Several months back a couple of trolls on the Michigan Sportsman website were giving the locals a hard time about how trashy the Huron River is.  They were saying that if we really cared about our home waters we would take the time to clean it up.  So some of us took them up on that and the Huron River Trash Bash was born.  Actually the first person to start the process was a local fisherman named Carl.  A few weeks later he and I and one other gentleman met and we picked 6/4 as the day to do it.  We got the word out the best we could and on Saturday morning we met at Huroc Park along with 8 other people and 2 boats.  From there we split up into 2 teams.  5 people with the boats and the other 5 on land working the shoreline of both Huroc Park and Dodge Park.  4 hours later and some dirty hands and muddy feet we were done.  Our pile didn’t look that impressive but in a way that is a good thing.  That section of the river wasn’t as dirty as we thought.  We did manage to recover what seemed to be several miles of fishing line though.  Some people hate seeing the plastic blue worm containers, discarded fishing line really bugs me.  That stuff never breaks down, gets wrapped up into everything and is a life threatening hazard to the local wildlife.  Anytime I can get it off the ground and out of harm’s way is a plus in my book.
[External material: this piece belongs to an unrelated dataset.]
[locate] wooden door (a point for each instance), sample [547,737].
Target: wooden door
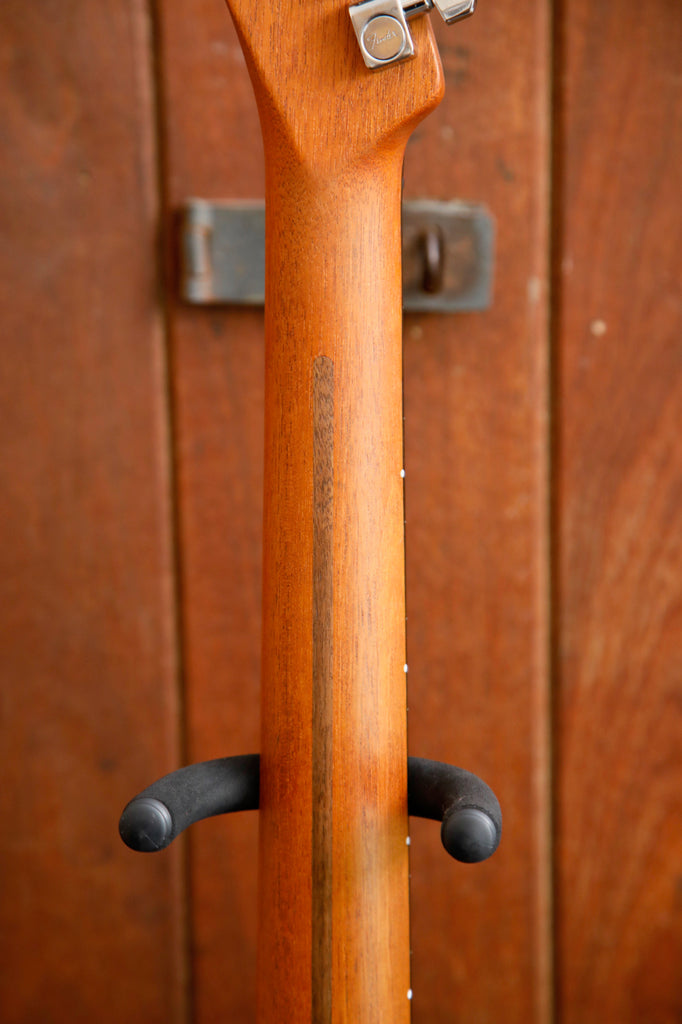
[544,481]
It was a good thing we finished up when we did.  As we were piling up the garbage bags into the trash bins provided by the City of Rockwood it started to rain.  Not much at first but enough to motivate us to get the job done.  So after that was done the group loaded up, said our good byes and went home.  It was great to meet a few of the local fishermen who care about their home river as much as I do.  I’m sure this will become an annual thing and hopefully it will grow to cover more of the lower river.

On a side note.  One of the benefits about doing stuff like this is the knowledge you sometimes receive.  A participants was nice enough to tell me about some gravel beds and winter holding areas for steelhead on the river.  They are only accessible by boat, which I can arrange.  A couple of hours of manual labor and I learned a few new winter fishing spots.  Not a bad trade off if you ask me.